Psychologie der Dinge

Ausgangspunkt der Studie zur Psychologie der Dinge ist die Beobachtung, dass die psychologische Grundlagenforschung ein kaum entwickeltes Verständnis zur alltäglichen Nutzung von Gegenständen vorweisen kann. Der wirtschaftspsychologische Zugang zu Produkten des alltäglichen Lebens (Konsumpsychologie, Werbepsychologie) wird demgegenüber von einer Psychologie der Gegenstände grundgelegt, die sich von der Trennung der inneren und äußeren Wirklichkeit des Menschen löst und statt dessen Erlebenswirklichkeit und die Realität äußerer Dinge und Räume im Übergang modelliert.

Ausgehend von kultur- wie wirtschaftspsychologischen Erwägungen wird beschrieben und rekonstruiert, wie sich Kulturen über Dinge konstituieren, inszenieren, reproduzieren. Die psychologische Valenz der Dinge wird somit ausschlaggebend für eine grundlagenorientierte Alltagspsychologie (Alltagsgegenstände) ebenso wie für eine anwendungsnahe Markt- und Medienwirkungsforschung (Produktpräsenz, Produktqualitäten, Product Placement) bzw.  Werbepsychologie (Dinge als Grundlage für die Entwicklung von Markenbildern und Werbebotschaften) ist. Nach einer gegenstandstheoretischen Grundlagenklärung werden mit tiefenpsychologischen und morphologischen Methoden empirische Analysen zu ausgewählten Dingen und Räumen durchgeführt (Ketchup, Fleisch, Sportschuhe, Snowboards, Plastiktüten, Tiefschnee, Umkleidekabinen, Bahnhöfe, Kinos, Einkaufszentren) und mit den Theoriekonzepten konfrontiert.

Für die Projektpublikation wurde ein Künstler gewonnen, der die Präsenz der Dinge in Fotoarbeiten ästhetisch materialisierte.
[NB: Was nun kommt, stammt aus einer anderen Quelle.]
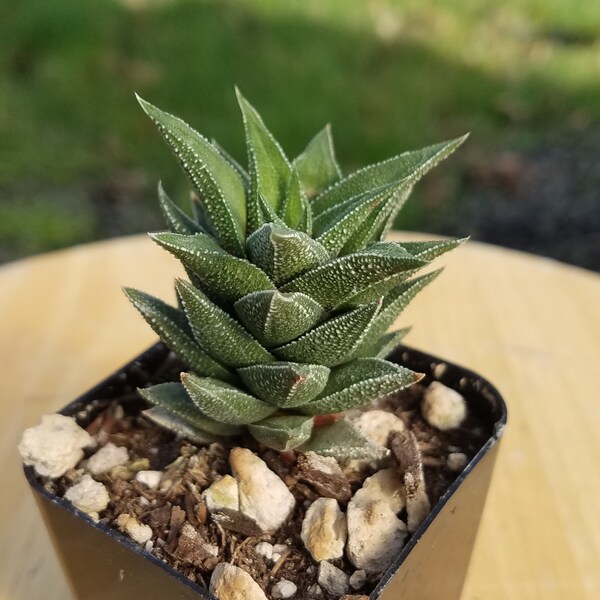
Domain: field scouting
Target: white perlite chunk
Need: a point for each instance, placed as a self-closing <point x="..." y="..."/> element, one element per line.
<point x="151" y="479"/>
<point x="332" y="579"/>
<point x="443" y="407"/>
<point x="264" y="549"/>
<point x="229" y="582"/>
<point x="384" y="485"/>
<point x="54" y="446"/>
<point x="137" y="531"/>
<point x="106" y="459"/>
<point x="324" y="529"/>
<point x="456" y="461"/>
<point x="88" y="496"/>
<point x="358" y="579"/>
<point x="378" y="424"/>
<point x="375" y="533"/>
<point x="284" y="589"/>
<point x="263" y="497"/>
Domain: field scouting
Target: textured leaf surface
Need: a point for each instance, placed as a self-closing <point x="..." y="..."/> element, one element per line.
<point x="393" y="304"/>
<point x="385" y="345"/>
<point x="177" y="221"/>
<point x="174" y="398"/>
<point x="171" y="325"/>
<point x="284" y="432"/>
<point x="223" y="402"/>
<point x="217" y="333"/>
<point x="274" y="318"/>
<point x="408" y="166"/>
<point x="336" y="226"/>
<point x="317" y="165"/>
<point x="359" y="382"/>
<point x="337" y="281"/>
<point x="431" y="249"/>
<point x="227" y="277"/>
<point x="283" y="253"/>
<point x="168" y="420"/>
<point x="343" y="441"/>
<point x="293" y="205"/>
<point x="333" y="342"/>
<point x="285" y="384"/>
<point x="269" y="167"/>
<point x="216" y="181"/>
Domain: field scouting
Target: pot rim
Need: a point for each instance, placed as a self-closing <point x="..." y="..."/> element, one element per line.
<point x="158" y="351"/>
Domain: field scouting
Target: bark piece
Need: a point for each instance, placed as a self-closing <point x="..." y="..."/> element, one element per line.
<point x="325" y="475"/>
<point x="192" y="548"/>
<point x="408" y="456"/>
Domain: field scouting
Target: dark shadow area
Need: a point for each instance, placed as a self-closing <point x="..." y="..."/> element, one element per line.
<point x="80" y="161"/>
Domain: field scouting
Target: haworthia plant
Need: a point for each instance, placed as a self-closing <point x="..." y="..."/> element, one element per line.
<point x="292" y="289"/>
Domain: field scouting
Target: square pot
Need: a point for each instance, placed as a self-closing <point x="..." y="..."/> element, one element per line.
<point x="102" y="564"/>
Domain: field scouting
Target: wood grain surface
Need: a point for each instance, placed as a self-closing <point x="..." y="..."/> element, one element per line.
<point x="530" y="325"/>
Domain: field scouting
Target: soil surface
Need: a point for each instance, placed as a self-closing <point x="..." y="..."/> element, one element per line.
<point x="188" y="470"/>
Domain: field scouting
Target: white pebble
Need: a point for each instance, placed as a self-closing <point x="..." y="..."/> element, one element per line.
<point x="106" y="459"/>
<point x="55" y="445"/>
<point x="443" y="407"/>
<point x="151" y="479"/>
<point x="138" y="532"/>
<point x="284" y="589"/>
<point x="229" y="582"/>
<point x="264" y="549"/>
<point x="88" y="495"/>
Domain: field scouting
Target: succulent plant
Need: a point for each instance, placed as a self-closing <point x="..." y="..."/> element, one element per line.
<point x="291" y="289"/>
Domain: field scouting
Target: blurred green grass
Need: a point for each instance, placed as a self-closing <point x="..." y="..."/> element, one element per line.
<point x="79" y="160"/>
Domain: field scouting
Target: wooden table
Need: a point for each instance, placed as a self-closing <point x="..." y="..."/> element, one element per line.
<point x="530" y="325"/>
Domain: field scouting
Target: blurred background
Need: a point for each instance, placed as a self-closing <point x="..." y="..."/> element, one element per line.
<point x="79" y="161"/>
Als Ergebnis wurde von den Professoren Dr. Herbert Fitzek und Dr. Andreas M. Marlovits, der Band „Zum Stand der Dinge. Annäherungen an das Gegenständliche“ (Braus-Verlag, 2015) veröffentlicht. Im letzten Abschnitt des Projekte erfolgen derzeit empirische Evaluationen anhand ausgewählter Gegenstandsanalysen in Projekten mit Studierenden, die in ihren Arbeiten insbesondere die Verschränkung von Grundlagen- und Anwendungsforschung erfahren können.